A worthwhile investment:
This is how profitable photovoltaic systems are

Photovoltaic systems are clearly a worthwhile investment for the sake of protecting the environment. By choosing a sustainable energy resource, you are playing a key role in the energy transition and helping to achieve our climate goals.

That’s all well and good, you may think, but what does it all look like from an economic perspective? Are photovoltaic systems even profitable? Does a purchase also make financial sense for me?

Attractive financial subsidies

To make a long story short: yes, investing in a PV system also makes financial sense. As a rule, solar systems can be fully amortised after 9 to 15 years. With an average service life of 25 years, you can even make money in the end.

Since photovoltaics is eligible for subsidies in Switzerland due to its positive impact on the environment and climate, you already receive financial support when you purchase a PV system – by means of a small one-off payment (KLEIV). The small one-off payment is granted by the state and is designed to cover a maximum of 30 per cent of your investment costs. You can apply for the subsidy funds to which you are entitled once you have successfully commissioned your PV system. It generally takes 1 to 2 years before you receive your payment.

What’s more, you also benefit from tax breaks. In almost every Swiss canton, you can completely deduct the investment costs for your PV system from your taxes.

Cost-effective for personal use

Once you have successfully commissioned your PV system, you continue to reap the financial benefits. Of course, this is primarily due to the fact that self-produced solar electricity is more affordable than electricity from the grid.

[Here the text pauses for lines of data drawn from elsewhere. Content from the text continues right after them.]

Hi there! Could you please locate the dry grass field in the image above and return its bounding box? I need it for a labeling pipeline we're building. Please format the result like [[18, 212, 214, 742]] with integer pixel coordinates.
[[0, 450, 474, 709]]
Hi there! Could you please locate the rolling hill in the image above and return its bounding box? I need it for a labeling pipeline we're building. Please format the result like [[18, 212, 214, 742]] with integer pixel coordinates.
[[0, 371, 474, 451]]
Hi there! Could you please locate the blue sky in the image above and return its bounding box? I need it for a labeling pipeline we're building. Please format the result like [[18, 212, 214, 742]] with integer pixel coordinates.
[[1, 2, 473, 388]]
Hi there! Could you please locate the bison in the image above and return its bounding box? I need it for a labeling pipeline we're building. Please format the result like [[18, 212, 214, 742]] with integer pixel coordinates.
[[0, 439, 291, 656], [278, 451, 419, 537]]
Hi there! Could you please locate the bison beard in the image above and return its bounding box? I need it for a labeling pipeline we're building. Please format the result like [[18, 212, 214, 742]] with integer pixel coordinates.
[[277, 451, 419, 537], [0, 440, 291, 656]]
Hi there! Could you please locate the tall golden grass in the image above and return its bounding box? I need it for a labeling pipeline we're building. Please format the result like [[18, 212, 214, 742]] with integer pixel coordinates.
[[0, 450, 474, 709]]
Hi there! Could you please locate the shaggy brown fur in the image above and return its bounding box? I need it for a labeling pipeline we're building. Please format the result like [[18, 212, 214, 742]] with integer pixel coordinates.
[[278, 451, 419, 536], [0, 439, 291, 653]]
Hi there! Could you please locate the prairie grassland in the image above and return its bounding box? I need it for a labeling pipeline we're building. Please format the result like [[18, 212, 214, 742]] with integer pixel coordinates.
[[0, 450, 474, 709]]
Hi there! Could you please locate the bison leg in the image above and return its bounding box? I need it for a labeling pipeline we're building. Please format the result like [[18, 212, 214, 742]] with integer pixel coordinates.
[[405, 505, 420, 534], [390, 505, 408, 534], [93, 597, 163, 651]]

This translates into the profitability of your PV system: The more solar power you utilise directly on site at the time of production for your private use, the sooner your PV system will also pay off financially. You can increase your personal consumption, for example, by also using the solar power to support the heating system.

Selling surplus electricity

In spite of this, you will most likely not be able to utilise all of the electricity generated for your house. In this case, the excess electricity is fed into the public grid and sold to the local electricity company in return for a reimbursement. This requires that your PV system is part of a network system, i.e. that it is connected to the public grid. This is the case with the vast majority of PV systems in Switzerland. If not, it is referred to as a stand-alone system. Incidentally, grid operators are obligated to buy your surplus electricity. However, the amount of the feed-in tariff may significantly vary depending on the grid operator.

As you can see, PV systems are not only environmentally viable. They are also a sound investment from an economic perspective.